Department of Electronics and Information Engineering, Korea University, Sejong, Republic of Korea.
Department of Laboratory Medicine, Korea University Ansan Hospital, Ansan, Republic of Korea.
Biosens Bioelectron. 2015 May 15;67:715-23. doi: 10.1016/j.bios.2014.10.040. Epub 2014 Oct 18.
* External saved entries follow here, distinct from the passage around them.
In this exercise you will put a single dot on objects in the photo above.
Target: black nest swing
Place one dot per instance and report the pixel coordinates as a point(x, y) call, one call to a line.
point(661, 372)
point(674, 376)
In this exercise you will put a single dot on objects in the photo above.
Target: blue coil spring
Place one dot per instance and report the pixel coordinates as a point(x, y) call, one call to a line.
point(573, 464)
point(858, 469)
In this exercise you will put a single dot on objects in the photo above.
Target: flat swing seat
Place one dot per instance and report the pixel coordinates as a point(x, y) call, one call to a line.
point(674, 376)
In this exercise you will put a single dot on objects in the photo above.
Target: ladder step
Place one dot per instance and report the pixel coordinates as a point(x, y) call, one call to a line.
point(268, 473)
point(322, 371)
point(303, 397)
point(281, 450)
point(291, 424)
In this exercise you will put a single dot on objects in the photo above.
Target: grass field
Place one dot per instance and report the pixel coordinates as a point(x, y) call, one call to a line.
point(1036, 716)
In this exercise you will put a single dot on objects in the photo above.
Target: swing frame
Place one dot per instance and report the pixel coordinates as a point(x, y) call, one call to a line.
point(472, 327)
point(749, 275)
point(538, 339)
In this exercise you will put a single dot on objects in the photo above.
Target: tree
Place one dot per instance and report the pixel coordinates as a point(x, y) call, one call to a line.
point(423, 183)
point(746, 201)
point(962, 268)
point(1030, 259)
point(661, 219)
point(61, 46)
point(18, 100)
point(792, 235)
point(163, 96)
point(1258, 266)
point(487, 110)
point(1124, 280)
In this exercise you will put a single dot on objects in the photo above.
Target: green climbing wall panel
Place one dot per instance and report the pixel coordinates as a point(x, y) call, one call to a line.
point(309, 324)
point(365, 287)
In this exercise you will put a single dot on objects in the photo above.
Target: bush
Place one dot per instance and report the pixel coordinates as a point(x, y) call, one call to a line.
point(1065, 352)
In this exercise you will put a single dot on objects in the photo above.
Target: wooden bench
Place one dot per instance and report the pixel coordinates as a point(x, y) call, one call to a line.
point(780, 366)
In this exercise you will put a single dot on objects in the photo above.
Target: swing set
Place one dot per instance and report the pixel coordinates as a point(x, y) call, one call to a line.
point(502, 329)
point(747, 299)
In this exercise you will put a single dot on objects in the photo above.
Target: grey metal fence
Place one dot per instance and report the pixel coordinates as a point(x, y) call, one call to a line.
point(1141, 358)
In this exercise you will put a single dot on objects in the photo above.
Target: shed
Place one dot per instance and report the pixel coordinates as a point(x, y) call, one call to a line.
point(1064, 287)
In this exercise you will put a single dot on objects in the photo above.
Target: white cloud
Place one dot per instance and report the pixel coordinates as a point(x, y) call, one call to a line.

Recent advances in lens-free shadow imaging technology have enabled a new class of cell imaging platform, which is a suitable candidate for point-of-care facilities. In this paper, we firstly demonstrate a compact and low-cost telemedicine device providing automated cell and particle size measurement based on lens-free shadow imaging technology. Using the generated shadow (or diffraction) patterns, the proposed approach can detect and measure the sizes of more than several hundreds of micro-objects simultaneously within a single digital image frame. In practical experiments, we defined four types of shadow parameters extracted from each micro-object shadow pattern, and found that a specific shadow parameter (peak-to-peak distance, PPD) demonstrated a linear relationship with the actual micro-object sizes. By using this information, a new algorithm suitable for operation on both a personal computer (PC) and a cell phone was also developed, providing automated size detection of poly-styrenemicro-beads and biological cells such as red blood cells, MCF-7, HepG2, and HeLa. Results from the proposed device were compared with those of a conventional optical microscope, demonstrating good agreement between two approaches. In contrast to other existing cell and particle size measurement approaches, such as Coulter counter, flow-cytometer, particle-size analyzer, and optical microscope, this device can provide accurate cell and particle size information with a 2 µm maximum resolution, at almost no cost (less than 100 USD), within a compact instrumentation size (9.3×9.0×9.0 cm(3)), and in a rapid manner (within 1 min). The proposed lens-free automated particle and cell size measurement device, based on shadow imaging technology, can be utilized as a powerful tool for many cell and particle handling procedures, including environmental, pharmaceutical, biological, and clinical applications.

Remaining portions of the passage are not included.